One man who may be struggling in that regard is Zak Crawley. The opener managed just 58 runs in four innings on tour and now averages just 27.60 from 33 Tests.
McCullum continued to show faith in the 25-year-old but admitted the role he is being asked to perform requires thick skin.
“You have to have a memory like a sieve if you are going to play as an aggressive opener in Test cricket, but that is his role. You have to suck up the low scores,” he said.
“His attacking game is much stronger than his defensive game, so he needs to start from a position from attack rather than looking to defend. If he does that, who knows what he can achieve? That is the challenge for Zak.
“From my conversations with Ricky Ponting, the Australians respect him for the instinct and power he has at the top of the order and how destructive he can be.
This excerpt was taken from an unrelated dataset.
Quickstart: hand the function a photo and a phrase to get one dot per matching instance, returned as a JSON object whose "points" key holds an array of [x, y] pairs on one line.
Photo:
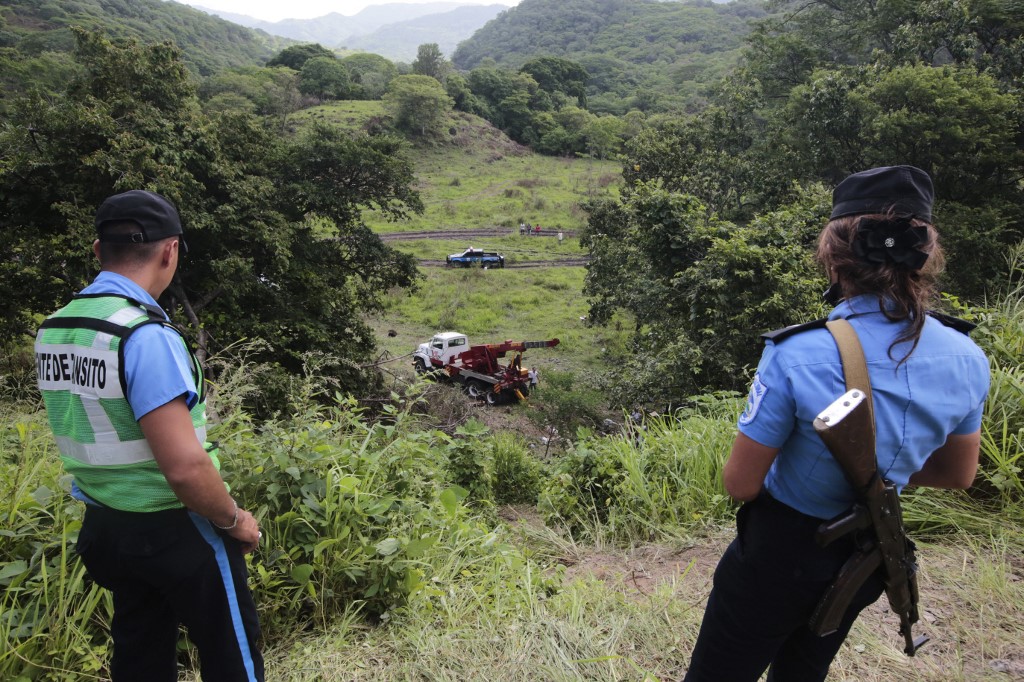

He is still a big player for us moving forward.”
Against the Black Caps England went for an unchanged pace trio of James Anderson, Stuart Broad and Ollie Robinson, but are likely to have the likes of Jofra Archer, Mark Wood, Chris Woakes and Matthew Potts pushing for Ashes attention.
Choosing the right balance will be a challenge in its own right, but one McCullum welcomes.
“You want selection to be hard,” he said.
“We’re very lucky we’ve got good cattle, so to speak, so it’s down to whether Stokesey and I cock it up or not.”